Dragonfly: NASA Rotorcraft Lander Mission to Saturn’s Moon Titan
Dragonfly: NASA Rotorcraft Lander Mission to Saturn’s Moon Titan
The University of Idaho is part of a team that won the competition to design NASA’s latest planetary probe. Professor of Physics Jason W. Barnes is the deputy principal investigator of the mission. U of I alumna Shannon M. MacKenzie (Physics PhD 2017) helped draft the winning proposal and is on the science team as one of the mission’s co-investigators.
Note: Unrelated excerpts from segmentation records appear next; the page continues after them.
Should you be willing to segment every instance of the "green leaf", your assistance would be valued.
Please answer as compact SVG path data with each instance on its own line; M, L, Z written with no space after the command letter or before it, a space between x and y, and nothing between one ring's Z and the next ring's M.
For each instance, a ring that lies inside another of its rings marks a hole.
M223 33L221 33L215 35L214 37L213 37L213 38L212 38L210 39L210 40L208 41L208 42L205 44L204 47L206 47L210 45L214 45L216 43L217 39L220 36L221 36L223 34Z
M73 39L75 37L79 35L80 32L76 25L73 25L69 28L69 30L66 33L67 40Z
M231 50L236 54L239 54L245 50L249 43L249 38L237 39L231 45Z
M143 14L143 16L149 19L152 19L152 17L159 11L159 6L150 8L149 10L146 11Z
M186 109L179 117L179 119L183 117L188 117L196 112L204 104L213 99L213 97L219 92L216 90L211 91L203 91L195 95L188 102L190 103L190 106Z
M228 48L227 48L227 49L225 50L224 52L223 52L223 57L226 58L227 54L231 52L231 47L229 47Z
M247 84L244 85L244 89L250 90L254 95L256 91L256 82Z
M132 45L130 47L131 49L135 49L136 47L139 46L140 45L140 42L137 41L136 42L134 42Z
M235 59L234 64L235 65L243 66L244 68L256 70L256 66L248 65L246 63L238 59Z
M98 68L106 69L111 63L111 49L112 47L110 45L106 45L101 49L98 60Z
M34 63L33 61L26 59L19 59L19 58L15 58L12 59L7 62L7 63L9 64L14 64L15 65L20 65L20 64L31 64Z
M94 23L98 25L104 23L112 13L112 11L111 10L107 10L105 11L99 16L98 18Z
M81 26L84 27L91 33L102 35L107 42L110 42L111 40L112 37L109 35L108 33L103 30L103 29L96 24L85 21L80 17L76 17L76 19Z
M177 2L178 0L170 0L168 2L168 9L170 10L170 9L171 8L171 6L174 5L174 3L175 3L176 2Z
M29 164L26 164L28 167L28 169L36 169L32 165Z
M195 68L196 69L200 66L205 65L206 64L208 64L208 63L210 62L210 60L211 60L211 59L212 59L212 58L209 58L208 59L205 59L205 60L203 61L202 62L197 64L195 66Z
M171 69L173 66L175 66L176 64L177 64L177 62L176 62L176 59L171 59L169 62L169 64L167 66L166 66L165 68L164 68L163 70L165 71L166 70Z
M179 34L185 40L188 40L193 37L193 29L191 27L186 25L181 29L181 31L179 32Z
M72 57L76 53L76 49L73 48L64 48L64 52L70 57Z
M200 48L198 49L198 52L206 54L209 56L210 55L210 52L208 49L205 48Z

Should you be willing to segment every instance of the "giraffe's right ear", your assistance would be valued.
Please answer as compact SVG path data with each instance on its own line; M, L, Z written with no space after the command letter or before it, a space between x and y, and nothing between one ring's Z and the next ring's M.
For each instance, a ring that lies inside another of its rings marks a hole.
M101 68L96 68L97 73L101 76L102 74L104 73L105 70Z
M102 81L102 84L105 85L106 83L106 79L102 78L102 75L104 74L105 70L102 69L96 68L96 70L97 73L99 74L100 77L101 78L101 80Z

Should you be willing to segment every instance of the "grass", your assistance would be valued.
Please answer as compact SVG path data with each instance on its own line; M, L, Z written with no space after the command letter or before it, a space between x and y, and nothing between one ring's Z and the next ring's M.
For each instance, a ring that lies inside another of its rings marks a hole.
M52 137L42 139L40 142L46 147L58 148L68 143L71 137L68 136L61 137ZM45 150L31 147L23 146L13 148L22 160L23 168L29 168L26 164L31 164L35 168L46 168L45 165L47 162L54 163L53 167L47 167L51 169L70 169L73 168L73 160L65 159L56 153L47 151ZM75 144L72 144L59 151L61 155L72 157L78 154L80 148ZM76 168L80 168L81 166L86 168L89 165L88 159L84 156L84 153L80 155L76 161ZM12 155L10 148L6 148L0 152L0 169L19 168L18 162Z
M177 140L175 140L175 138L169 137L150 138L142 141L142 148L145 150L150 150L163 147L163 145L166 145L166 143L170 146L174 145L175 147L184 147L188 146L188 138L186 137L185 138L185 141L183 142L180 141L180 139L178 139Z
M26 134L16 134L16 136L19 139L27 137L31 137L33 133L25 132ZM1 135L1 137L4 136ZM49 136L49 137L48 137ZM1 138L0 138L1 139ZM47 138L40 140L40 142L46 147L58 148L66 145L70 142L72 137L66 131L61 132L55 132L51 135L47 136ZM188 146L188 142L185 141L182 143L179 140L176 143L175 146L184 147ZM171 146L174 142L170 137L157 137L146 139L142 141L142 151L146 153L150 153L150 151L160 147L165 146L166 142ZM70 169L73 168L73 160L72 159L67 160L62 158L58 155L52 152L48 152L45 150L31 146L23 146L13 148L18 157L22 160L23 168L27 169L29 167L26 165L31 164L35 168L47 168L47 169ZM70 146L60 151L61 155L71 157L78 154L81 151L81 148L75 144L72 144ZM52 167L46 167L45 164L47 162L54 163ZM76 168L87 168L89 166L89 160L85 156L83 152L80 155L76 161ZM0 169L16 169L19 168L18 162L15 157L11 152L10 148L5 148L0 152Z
The spacecraft, named Dragonfly, will visit Titan, a giant ice moon orbiting Saturn. Titan is the only moon with a thick atmosphere. Within that atmosphere, sunlight drives carbon chemistry to produce complex hydrocarbon molecules. When those hydrocarbons mix with liquid water from Titan’s vast interior ocean or in impact melt pools on the moon’s surface, the resulting primordial soup resembles the shallow pools in which life formed on Earth four billion years ago. Because geologic activity has erased evidence of how life formed here, Dragonfly will explore Titan to search for chemical evidence that life may have formed there, and, if it hasn’t, how far prebiotic chemistry has progressed toward becoming biology.
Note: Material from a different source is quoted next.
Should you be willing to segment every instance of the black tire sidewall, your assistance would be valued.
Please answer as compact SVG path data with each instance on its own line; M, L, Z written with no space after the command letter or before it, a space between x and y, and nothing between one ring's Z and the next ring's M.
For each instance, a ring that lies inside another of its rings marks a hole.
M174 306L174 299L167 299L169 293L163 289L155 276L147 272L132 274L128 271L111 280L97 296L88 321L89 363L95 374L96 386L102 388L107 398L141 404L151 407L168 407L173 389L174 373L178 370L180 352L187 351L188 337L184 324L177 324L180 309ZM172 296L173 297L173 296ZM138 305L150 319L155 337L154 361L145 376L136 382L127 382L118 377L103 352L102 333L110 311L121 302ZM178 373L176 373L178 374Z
With a budget of around $1 billion, NASA’s New Frontiers program represents the largest single competed scientific opportunity offered by the U.S. Government. Dragonfly now proceeds to its final design phase, followed by fabrication and launch on a rocket from Florida in April 2026. After cruising through space for over eight years, it will arrive at Titan in December 2034, landing on sand dunes near the moon’s equator.
Instead of driving on wheels like a Mars rover, Dragonfly uses eight propellers arranged in an over-under dual-quadcopter configuration to fly through Titan’s thick atmosphere and under its low gravity (1/7th Earth’s). After landing, it will embark on one of the most epic adventures in human history, flying between interesting sites on the surface of this alien moon for just under three Earth years.